Pinched nerve signs and symptoms include:
  • Numbness or decreased sensation in the area supplied by the nerve.
  • Sharp, aching or burning pain, which may radiate outward.
  • Tingling, pins and needles sensations (paresthesia)
  • Muscle weakness in the affected area.
  • Frequent feeling that a foot or hand has “fallen asleep”

A pinched #nerve can occur at a number of sites in your body. A herniated disk in your lower spine, for example, may put pressure on a nerve root, causing pain that radiates down the back of your leg. Likewise, a pinched #nerve in your wrist can lead to pain and numbness in your hand and fingers (carpal tunnel syndrome).

They say that with rest and other conservative treatments, most people recover from a pinched #nerve within a few days or weeks. Sometimes, surgery is needed to relieve pain from a pinched #nerve.

Last year I was diagnosed with a trapped ulnar nerve. The ulnar #nerve is one of the three main nerves in your arm. … The most common place for compression of the #nerve is behind the inside part of the elbow. Ulnar #nerve compression at the elbow is called “cubital tunnel syndrome.” Numbness and tingling in the hand and fingers are common symptoms of cubital tunnel syndrome.

After months of conservative treatment, I was told I needed surgery. Ulnar #nerve decompression is a surgical procedure designed to explore the region around the elbow through which the ulnar nerve passes. The ulnar nerve is responsible for the “funny bone” phenomenon when you hit your elbow. The surgery involves a 3-4 inch incision which is made along the elbow in between the two bony prominences that are on the same side of the arm as the thumb. The incision is taken deep enough to be able to visualize the ulnar #nerve. The #nerve is then explored into the upper arm to the point that is passes through the triceps muscle. It is explored in the forearm until it passes through a muscle in the forearm. Once the entire nerve has been explored through this region and is seen to be well decompressed, the overlying connective tissue and skin are closed with stitches.

Quite soon after the surgery, I was completely pain-free with no more pins and needles in my hand or pain in the arm or grip problems. As far as I was concerned the surgery was a complete success.  Fast forward 11 months on and the problem started again only this time the pain started in my neck and went along my shoulders, down the inside of the top of my arm and into my elbow with pins and needles in my pinky and ring fingers. Gripping has now become absolute so anything that needs opening I need help with. Simple tasks like cleaning my teeth, blow drying my hair and even spraying perfume give me awful pain in my elbow.

It came back suddenly while on holiday and I initially thought that maybe I had just aggravated something while swimming but from May onwards it has just got progressively worse and worse. I have now seen a physiotherapist who has done a thorough neurological check and checked over my nerves and feels it is definitely a trapped ulnar #nerve but what we do not know is where it is trapped.

The physiotherapist has booked me in for some #nerve conduction tests which I had last year which will confirm if its this particular #nerve that is trapped and then she wants to follow up with an MRI of my cervical spine to see if it is trapped from there.
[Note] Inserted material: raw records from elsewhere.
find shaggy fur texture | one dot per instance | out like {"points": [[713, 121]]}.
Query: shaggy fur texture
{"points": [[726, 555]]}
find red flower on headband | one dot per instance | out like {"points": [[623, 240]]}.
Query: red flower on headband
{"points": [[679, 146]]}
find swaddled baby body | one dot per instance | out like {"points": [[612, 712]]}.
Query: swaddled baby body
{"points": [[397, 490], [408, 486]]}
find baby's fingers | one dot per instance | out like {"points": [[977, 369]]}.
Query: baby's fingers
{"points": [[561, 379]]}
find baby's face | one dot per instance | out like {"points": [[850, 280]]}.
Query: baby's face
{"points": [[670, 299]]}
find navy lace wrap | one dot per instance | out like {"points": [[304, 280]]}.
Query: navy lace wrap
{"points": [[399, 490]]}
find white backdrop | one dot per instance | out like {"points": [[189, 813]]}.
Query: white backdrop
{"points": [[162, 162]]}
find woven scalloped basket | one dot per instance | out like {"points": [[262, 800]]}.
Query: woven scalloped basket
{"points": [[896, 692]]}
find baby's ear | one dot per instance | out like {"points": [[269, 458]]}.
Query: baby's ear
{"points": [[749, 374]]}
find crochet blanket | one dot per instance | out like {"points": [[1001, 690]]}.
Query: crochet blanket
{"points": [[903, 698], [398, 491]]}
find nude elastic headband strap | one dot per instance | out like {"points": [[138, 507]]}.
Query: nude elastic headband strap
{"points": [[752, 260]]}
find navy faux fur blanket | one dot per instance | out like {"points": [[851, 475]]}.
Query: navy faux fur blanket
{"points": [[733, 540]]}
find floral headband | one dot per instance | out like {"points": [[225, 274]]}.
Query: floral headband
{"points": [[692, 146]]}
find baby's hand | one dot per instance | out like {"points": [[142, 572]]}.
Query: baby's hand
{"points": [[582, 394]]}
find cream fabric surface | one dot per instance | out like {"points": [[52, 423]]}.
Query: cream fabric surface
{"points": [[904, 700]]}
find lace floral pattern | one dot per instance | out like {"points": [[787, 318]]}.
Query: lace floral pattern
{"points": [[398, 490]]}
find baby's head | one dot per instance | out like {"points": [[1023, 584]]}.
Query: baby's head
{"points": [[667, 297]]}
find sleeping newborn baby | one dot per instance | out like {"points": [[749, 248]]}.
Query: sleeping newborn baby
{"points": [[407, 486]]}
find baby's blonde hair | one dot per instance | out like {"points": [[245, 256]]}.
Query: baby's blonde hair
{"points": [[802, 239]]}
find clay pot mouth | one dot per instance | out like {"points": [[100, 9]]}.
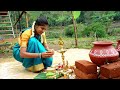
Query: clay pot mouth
{"points": [[102, 43]]}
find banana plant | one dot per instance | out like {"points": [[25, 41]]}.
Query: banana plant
{"points": [[75, 15]]}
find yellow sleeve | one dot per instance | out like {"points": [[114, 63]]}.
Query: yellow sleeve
{"points": [[24, 38], [43, 38]]}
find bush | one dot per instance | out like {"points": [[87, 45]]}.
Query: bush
{"points": [[95, 28], [69, 31]]}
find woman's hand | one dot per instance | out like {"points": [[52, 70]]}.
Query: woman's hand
{"points": [[47, 54]]}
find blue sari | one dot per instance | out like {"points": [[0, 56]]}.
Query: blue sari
{"points": [[33, 64]]}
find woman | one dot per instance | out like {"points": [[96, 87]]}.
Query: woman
{"points": [[32, 49]]}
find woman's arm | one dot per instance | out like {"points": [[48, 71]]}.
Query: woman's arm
{"points": [[25, 54]]}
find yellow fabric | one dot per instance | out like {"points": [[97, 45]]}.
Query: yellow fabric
{"points": [[36, 67], [25, 36]]}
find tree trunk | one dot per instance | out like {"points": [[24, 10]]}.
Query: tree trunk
{"points": [[75, 30]]}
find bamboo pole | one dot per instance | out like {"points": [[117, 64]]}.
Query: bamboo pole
{"points": [[16, 25], [26, 16]]}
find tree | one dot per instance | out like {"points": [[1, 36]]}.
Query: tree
{"points": [[75, 15]]}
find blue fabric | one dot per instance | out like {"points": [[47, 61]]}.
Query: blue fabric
{"points": [[34, 46]]}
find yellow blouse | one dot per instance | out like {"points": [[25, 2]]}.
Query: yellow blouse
{"points": [[23, 39]]}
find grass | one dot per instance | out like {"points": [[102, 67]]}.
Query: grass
{"points": [[84, 43]]}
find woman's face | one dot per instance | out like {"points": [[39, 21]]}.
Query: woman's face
{"points": [[40, 29]]}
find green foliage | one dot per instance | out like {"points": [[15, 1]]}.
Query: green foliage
{"points": [[115, 32], [76, 14], [95, 29]]}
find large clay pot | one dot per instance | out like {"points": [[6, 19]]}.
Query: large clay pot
{"points": [[118, 47], [103, 52]]}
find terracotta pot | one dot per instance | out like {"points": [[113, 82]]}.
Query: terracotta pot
{"points": [[103, 52], [118, 47]]}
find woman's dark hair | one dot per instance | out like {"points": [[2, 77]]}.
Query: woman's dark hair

The ulnar #nerve arises from the medial cord of the brachial plexus with predominant contribution from the C8-T1 nerve roots so it could start with a problem in my neck. They say that Cubital tunnel syndrome is the second most common peripheral #nerve compression syndrome of the upper extremity following carpal tunnel syndrome.
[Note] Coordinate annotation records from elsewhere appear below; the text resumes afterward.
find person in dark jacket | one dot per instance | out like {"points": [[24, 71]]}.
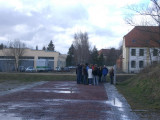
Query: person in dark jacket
{"points": [[111, 74], [99, 73], [85, 75], [79, 73], [104, 73], [95, 75]]}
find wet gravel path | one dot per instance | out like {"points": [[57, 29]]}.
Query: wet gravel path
{"points": [[65, 101]]}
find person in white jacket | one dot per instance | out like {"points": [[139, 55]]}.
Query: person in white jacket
{"points": [[90, 76]]}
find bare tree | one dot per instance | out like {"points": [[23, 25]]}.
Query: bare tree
{"points": [[16, 49], [81, 45], [146, 15], [149, 14]]}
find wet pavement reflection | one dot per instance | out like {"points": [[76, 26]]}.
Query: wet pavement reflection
{"points": [[65, 100]]}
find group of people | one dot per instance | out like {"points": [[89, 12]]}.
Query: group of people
{"points": [[93, 74]]}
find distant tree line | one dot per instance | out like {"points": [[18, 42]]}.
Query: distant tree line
{"points": [[81, 52]]}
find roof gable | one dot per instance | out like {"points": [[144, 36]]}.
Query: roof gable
{"points": [[143, 36]]}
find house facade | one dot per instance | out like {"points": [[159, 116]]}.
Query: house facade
{"points": [[30, 57], [140, 48]]}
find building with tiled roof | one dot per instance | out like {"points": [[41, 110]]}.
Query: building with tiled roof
{"points": [[107, 54], [140, 48]]}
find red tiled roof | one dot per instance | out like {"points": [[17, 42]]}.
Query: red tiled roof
{"points": [[105, 52], [143, 36]]}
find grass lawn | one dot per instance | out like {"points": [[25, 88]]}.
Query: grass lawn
{"points": [[33, 77]]}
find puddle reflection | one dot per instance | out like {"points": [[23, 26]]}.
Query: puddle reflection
{"points": [[9, 117], [57, 91]]}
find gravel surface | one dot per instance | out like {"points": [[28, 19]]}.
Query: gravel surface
{"points": [[64, 100]]}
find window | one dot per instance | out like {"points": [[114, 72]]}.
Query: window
{"points": [[141, 52], [133, 64], [155, 52], [48, 58], [155, 62], [141, 64], [133, 52], [133, 41]]}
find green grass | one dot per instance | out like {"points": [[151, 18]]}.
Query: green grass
{"points": [[141, 91], [35, 77]]}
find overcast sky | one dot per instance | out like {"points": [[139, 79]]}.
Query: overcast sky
{"points": [[36, 22]]}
For me now it’s a waiting game which I must admit is proving to be a painful one. I can now only work on my laptop for short intervals which I am finding really frustrating as my life revolves around my blog writing and access to the internet. I have looked at how I could maybe talk into the computer to write the posts but it’s quite a bit harder than typing as you have to know exactly what you want to say when you speak. I am hoping surgery will not be an option this time but at the moment cannot see how they can get rid of this debilitating pain.